С тех пор Лутра осторожно проплывает возле верши и боится даже прикоснуться к ней, хотя и не знает, что это такое. Там часто плещутся рыбы — заманчивая добыча, — которым уже не спастись, однако он обходит вершу стороной, что-то предупреждает его об опасности.

В норе уже царил полумрак. На старом тополе каркали вороны; Лутра, потянувшись, сел и прислушался. По берегу шли люди. Топот приближался.

Тогда он пошире раскрыл глаза и стал смотреть в окошко туннеля, где тени сначала колыхались, а потом замерли. Стук шагов стих над самой норой.

— Она, верно, где-то здесь, черт ее задави! Какой же ты, Миклош, охотник, если не можешь ее поймать?

— Здесь ее нет, — отозвался другой голос. — Я обошел весь берег, нет даже следа выдровой норы.

— Ну, коли ты ищешь нору…

—Да, нору. Под берегом ей не спрятаться, там нет подходящей норы. Иногда выдры живут в дуплах; конечно, не на верхушках деревьев; на худой конец спят в стогах сена.

— Не поискать ли тебе ее на колокольне?

— Не болтай чепухи, — топнул ногой егерь. — Давай говорить серьезно или помолчим.

— Я говорю серьезно. Поэтому и упомянул о колокольне. Может, выдры и часы выправляют.

— Ну, с тобой совсем разговаривать нельзя.

— Почему же нельзя? Покойный старик Салаи каждый год продавал по несколько выдровых шкурок, а ты не добыл ни одной. И ружьем не застрелил, и в капкан не поймал.

— Я пять хорьков поймал и убил восемь лисиц. Чего тебе от меня надо?

— Поймай выдру! Я рыбак, что мне за дело до лисы и хорька? Меня зло берет, когда я нахожу тут убитого карпа, там сома. Эта свинья не съедает их, убьет, откусит немного и бросит. Ты же не будешь отрицать, что выдра губит рыбу ?

— Конечно! — раздраженно ответил егерь. — Здесь где-то она, наверно, — и он сердито топнул ногой в нескольких метрах над Лутрой. — Но мы имеем дело с какой-то старой стервой, хитрой шельмой, которую только случай может дать нам в руки.

Поглядывая наверх, Лутра чесался, хотя блох у него но было.

Ему не нравился этот топот и слишком близкие человеческие голоса.

Рыбак скрутил цигарку и сунул кисет егерю.

— Закуривай, Миклош. Леший побери твою выдру!

— Если бы она была моя!

— Мельник говорит, она таскает у него гусей. Средь бела дня одного уволокла.

— Ничего подобного. Я сам видел. Гуся утащил сом. Видно, огромный сом, ведь когда гусь пропал, вода сразу поднялась, точно затонула телега.

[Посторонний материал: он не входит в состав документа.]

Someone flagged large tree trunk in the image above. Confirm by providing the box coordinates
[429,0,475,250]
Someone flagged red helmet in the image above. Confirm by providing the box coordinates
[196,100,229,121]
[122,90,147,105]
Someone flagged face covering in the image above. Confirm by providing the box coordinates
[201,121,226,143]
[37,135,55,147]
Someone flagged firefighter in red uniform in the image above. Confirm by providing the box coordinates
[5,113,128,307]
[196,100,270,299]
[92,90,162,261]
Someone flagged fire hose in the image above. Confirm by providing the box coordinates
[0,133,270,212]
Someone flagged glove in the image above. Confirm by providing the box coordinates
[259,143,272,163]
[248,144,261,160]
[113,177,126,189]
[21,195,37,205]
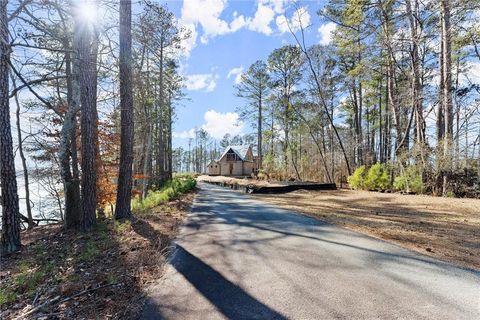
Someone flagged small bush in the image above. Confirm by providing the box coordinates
[0,288,17,310]
[132,176,197,213]
[364,163,390,191]
[347,166,366,190]
[113,220,132,234]
[393,166,424,194]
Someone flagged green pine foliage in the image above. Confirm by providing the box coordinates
[393,166,424,194]
[364,163,391,191]
[132,175,197,213]
[348,166,366,190]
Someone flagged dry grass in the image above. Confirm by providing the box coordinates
[254,190,480,270]
[0,192,194,319]
[197,175,281,187]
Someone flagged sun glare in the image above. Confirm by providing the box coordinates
[79,1,98,23]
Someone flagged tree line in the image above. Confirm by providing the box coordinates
[227,0,480,195]
[0,0,190,253]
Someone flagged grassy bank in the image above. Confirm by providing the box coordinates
[0,176,196,319]
[132,175,197,214]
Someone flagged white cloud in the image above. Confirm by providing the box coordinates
[173,110,245,140]
[247,1,275,36]
[181,0,246,43]
[180,22,198,57]
[227,67,243,84]
[172,128,195,139]
[275,7,310,33]
[202,110,244,139]
[318,22,337,45]
[185,73,218,92]
[230,11,247,32]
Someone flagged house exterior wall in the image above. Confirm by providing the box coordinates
[207,148,257,176]
[208,161,220,176]
[219,157,243,176]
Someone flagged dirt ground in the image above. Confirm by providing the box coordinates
[0,192,194,319]
[253,189,480,270]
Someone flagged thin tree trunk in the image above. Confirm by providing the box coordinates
[440,0,453,195]
[11,74,35,229]
[78,10,97,231]
[115,0,134,219]
[0,0,21,254]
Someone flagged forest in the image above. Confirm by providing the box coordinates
[0,0,480,318]
[174,0,480,197]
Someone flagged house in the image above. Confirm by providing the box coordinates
[207,145,257,176]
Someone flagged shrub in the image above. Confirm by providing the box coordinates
[393,166,424,193]
[132,176,197,213]
[347,166,366,190]
[364,163,390,190]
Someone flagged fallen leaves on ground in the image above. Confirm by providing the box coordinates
[0,193,194,319]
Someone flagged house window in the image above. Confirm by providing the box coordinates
[227,152,237,161]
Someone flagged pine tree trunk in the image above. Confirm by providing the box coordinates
[0,0,21,254]
[10,74,35,229]
[441,0,453,195]
[115,1,134,219]
[78,13,97,231]
[257,89,263,170]
[59,31,81,229]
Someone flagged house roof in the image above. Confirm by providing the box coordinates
[215,144,253,161]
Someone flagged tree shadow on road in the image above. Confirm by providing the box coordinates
[142,245,286,320]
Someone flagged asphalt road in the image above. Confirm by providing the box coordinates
[142,185,480,320]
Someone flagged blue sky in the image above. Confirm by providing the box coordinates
[163,0,333,147]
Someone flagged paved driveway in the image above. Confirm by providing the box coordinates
[142,185,480,320]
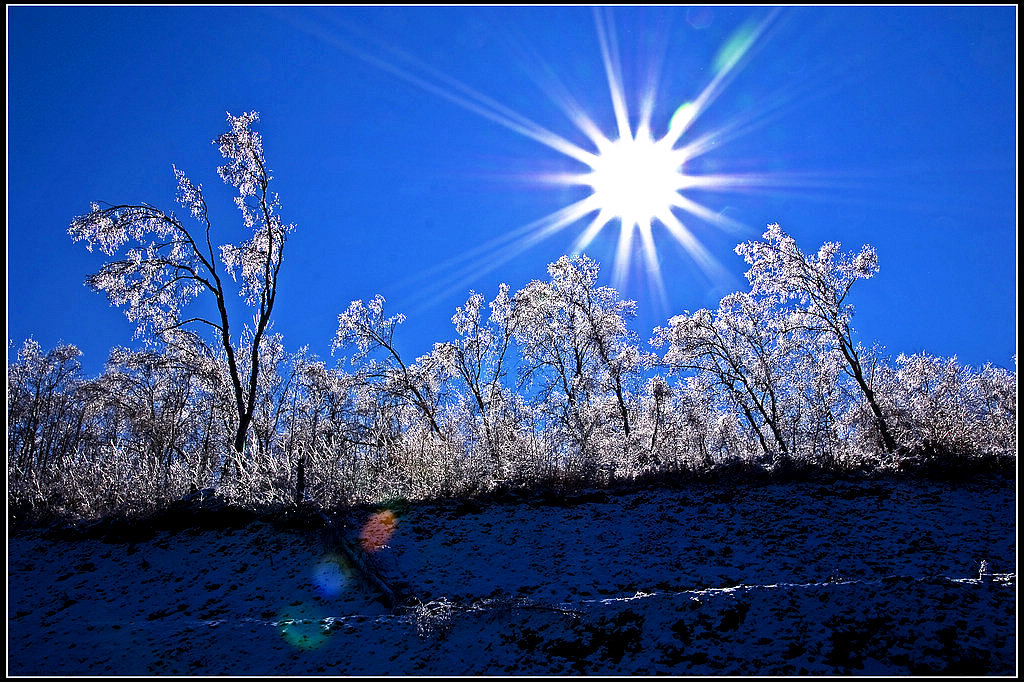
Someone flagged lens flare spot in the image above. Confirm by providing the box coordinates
[714,24,757,74]
[275,605,333,651]
[669,101,697,131]
[313,554,353,597]
[686,7,715,29]
[359,509,398,553]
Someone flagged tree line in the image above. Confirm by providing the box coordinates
[7,113,1017,515]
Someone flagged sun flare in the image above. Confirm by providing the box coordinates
[581,131,686,229]
[310,8,777,307]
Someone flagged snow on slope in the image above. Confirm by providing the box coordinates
[8,473,1016,675]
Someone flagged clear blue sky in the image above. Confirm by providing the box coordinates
[7,6,1017,374]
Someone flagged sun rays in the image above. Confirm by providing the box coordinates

— Да ну! — рыбак посмотрел на егеря, и глаза у него заблестели. — Да ну!

— Говорю тебе. И не приставай ко мне с той выдрой, она и так в печенках у меня сидит.

— Я и не собирался тебя дразнить, сам знаешь: когда разозлишься, то и наговоришь лишнего. Но с тем сомом неплохо бы поесть из одной миски, как думаешь?

— Думаю, что возле этой миски и мне место нашлось бы.

— То-то же, — кивнул рыбак. — Приходи сюда на рассвете, будем метать невод.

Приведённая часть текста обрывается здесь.